The the winter storm unfolded in Texas in ways that we thought unimaginable. Ice built up on roofs, on tree limbs, on cars, and on streets. Snow fell (which looked beautiful), but the mist that fell through the night when we reached 5 degrees created a hard shell on top. Then the power and water. Our family managed to keep the water pipes from freezing, and we got caught up in rolling blackouts (only one being something that may have require a crew to repair).
Others were not so fortunate. They went days without heat or gas. Many lost heat. All of this happening in temperatures that remained just above or below 10 degrees most days.
Then as we began to recover, we got on the list of the tree specialist. Because we had only lost three limbs (no threat to houses or driveways) we ended up on the “yellow” list. Those on the red had to come first.
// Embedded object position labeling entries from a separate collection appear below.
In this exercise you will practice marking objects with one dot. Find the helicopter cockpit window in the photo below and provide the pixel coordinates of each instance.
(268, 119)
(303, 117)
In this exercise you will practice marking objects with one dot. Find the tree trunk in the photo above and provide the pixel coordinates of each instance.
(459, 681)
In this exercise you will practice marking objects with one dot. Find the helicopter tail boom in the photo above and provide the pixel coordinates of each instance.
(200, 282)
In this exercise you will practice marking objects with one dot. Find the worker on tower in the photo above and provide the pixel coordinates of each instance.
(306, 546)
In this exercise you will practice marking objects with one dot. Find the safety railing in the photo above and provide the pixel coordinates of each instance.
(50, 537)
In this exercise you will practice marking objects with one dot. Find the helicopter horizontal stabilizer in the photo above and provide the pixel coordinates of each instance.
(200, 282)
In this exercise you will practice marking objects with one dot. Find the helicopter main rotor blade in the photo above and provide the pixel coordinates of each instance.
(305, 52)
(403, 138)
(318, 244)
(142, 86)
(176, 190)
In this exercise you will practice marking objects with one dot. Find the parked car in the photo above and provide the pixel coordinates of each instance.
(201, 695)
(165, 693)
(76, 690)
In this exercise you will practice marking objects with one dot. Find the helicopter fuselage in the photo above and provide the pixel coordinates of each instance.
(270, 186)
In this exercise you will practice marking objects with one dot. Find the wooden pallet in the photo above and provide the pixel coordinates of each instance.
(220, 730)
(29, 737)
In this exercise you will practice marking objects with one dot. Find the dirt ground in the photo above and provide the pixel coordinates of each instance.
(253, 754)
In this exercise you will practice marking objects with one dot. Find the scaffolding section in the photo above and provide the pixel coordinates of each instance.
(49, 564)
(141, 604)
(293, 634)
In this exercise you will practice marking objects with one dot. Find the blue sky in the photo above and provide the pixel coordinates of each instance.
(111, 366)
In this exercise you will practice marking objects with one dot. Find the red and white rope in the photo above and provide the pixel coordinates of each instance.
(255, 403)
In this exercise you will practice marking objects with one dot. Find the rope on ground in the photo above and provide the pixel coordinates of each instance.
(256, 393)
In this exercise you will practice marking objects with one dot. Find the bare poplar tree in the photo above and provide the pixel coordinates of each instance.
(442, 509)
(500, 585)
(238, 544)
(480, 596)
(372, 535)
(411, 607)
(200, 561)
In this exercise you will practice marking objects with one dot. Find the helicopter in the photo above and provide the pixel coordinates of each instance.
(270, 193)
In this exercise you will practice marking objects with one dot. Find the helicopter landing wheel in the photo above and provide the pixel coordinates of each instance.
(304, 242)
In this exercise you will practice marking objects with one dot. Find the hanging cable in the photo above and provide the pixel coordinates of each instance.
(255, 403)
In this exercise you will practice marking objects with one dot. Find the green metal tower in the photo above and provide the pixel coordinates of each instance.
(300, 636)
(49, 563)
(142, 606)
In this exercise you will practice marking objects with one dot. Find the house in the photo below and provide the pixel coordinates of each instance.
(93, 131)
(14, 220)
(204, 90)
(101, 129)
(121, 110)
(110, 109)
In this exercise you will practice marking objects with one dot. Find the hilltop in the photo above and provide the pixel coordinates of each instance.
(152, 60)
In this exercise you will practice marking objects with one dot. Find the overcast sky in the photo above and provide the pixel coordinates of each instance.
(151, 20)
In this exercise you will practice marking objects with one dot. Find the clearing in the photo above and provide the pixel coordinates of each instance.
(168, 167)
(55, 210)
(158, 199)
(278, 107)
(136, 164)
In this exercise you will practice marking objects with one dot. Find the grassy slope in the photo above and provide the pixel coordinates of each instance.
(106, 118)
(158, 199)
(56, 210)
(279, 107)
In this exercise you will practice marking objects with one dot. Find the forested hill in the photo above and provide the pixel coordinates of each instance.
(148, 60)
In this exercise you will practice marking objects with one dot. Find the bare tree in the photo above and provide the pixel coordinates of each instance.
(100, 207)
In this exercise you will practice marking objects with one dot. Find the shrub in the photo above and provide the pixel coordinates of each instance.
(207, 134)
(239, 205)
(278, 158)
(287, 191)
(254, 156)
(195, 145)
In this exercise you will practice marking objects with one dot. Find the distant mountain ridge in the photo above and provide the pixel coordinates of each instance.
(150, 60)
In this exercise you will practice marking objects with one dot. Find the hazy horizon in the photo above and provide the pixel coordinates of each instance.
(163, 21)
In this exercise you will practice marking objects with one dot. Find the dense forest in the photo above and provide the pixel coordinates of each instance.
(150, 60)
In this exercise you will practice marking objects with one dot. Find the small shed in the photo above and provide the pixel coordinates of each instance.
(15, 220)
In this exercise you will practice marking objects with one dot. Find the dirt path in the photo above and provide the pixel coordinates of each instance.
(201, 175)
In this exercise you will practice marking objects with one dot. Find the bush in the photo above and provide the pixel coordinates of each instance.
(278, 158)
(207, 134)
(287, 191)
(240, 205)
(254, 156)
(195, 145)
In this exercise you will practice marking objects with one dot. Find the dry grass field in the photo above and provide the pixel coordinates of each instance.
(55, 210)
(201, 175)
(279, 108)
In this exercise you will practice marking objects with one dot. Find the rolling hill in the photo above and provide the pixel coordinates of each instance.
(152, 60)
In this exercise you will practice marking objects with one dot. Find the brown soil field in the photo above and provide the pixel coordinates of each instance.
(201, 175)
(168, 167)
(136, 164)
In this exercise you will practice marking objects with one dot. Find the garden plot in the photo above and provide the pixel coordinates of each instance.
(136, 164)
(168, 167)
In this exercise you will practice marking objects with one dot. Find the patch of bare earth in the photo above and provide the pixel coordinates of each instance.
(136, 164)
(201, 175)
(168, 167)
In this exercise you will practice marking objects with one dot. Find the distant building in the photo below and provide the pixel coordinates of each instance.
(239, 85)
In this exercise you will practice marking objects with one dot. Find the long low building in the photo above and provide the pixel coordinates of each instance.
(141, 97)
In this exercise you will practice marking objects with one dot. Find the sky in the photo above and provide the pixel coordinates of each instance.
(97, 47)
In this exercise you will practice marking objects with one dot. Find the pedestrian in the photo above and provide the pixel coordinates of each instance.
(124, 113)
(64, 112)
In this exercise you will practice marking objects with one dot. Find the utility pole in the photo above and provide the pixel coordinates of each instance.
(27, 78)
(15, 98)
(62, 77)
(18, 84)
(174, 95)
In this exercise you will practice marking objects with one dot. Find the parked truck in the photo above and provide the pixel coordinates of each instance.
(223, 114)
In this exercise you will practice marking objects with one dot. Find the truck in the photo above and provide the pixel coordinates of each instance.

But our concern was Rosie the Red Bud. I have talked about Rosie before. She and I have maintained a relationship that goes between love and hate that settles usually in tolerance. She stands fifty feet tall now, and the tree guy says she could easily grow another thirty feet.
As much as I hate the more than more than forty pounds of acorns she drops from late August through November, the more than thirty bags of leaves she drops from October through December, and the pollen she manages to use to cover three driveways and the cars in or near those driveways … I hated more the thought that she might damaged.
So many of us lost trees and shrubs. Even some of our Live Oaks in the rest of our yard are struggling still. But Rosie is the prettiest tree in our yard, so we were pretty worried.
The tree people came and did their work. The trimmed out all the deadwood. They raised the canopy. They pronounced Rosie and her friends healthy. But she still looked dead. She had not even put out leaf buds.
Isn’t that the way of living for so many of us? We have been through so much. We feel broken and damaged. Perhaps we have that feeling that we are not worth saving. Suffering … loss … grief … darkness.
The pruning begins. Jesus says that only when the vines that are pruned will they bear fruit. Brokenness is like pruning. It is hard … it means letting go of so many things … it means starting over again. Yet somehow, Jesus keeps saying over and over again that this is where God does the best work. The vine will be healthy and will bear more fruit than we ever thought possible.
Rosie reminded that of us. A little more than a week after the pruning, she had not only sprouted buds, we looked up to see the limbs full of tiny leaves. We can now return to our somewhat strained relationship, but I can say after that, there will be less complaining on my part.
After all, she became the symbol of hope. No matter the darkness or brokenness we have faced, she reminds me it is like a pruning. Fruitfulness follows pruning. Life … true, abundant life … follows dying.
This, friends, is the way of hope.
God, may our brokenness be the pruning that leads to fruitfulness, and may our dying be that which leads to life. Amen.